IT has been more than two years since notorious "Bulli rapist" Terry John Williamson was released from prison.
But with his parole set to finish next month, authorities say they want him to remain under supervision.
As a young man, Williamson terrorised the community of Bulli, on the NSW south coast, for 10 months in 1989 and 1990.
Using a police radio scanner to avoid detection, the now 44-year-old sexually assaulted 11 people, including a five-year-old girl and an 11-year-old boy.
Williamson was released on parole in 2012 after serving 22 years of a 24-year sentence.
While on parole he has had to comply with 42 conditions, including taking anti-libido medication, staying away from his victims and the Illawarra region and undergoing electronic monitoring.
His parole period is due to end next month, making him a free man.
But on Thursday, the NSW Attorney-General's department made a Supreme Court application for an extended supervision order.
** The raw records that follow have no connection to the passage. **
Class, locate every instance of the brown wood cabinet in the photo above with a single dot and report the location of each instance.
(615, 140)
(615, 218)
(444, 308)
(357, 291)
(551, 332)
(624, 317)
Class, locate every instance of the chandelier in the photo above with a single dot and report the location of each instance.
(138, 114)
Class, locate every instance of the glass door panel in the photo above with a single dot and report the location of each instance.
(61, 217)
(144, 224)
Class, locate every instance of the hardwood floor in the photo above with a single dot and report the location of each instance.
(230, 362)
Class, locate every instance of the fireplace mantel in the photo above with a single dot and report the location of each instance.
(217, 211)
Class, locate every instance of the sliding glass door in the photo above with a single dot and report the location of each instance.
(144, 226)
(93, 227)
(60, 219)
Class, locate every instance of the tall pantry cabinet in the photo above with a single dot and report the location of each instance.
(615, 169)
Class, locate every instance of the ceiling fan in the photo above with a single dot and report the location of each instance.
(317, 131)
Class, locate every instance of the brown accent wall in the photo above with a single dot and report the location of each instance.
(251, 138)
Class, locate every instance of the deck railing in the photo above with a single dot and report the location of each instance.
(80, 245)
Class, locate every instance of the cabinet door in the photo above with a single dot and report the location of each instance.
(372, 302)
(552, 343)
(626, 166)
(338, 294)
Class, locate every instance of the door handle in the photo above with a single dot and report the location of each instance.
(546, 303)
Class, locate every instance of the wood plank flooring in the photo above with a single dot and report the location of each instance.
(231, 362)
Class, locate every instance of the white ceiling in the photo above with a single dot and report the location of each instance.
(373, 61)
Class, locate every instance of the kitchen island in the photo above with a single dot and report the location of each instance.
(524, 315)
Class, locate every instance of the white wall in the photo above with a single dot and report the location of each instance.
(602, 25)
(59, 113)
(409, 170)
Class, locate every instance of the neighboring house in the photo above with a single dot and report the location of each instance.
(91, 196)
Barrister for the State of NSW, David Kell said that Williamson's parole program was designed to prevent him from re-offending.
"If they were removed, it would - on the evidence - rapidly affect his compliance," he told the court.
Justice Richard Button said he would wait for a psychiatrist's report on Williamson before deciding whether to extend supervision.
"The defendant was convicted of a large number of extremely serious crimes that the (sentencing) judge described as 'horrendous'," Justice Button said.
He said it was in the community's interest that a decision be made on the state's application before the 44-year-old's parole expires on May 15.
The issue of consent and whether authorities can force Williamson to continue taking anti-libido medication are expected to be discussed at a later hearing.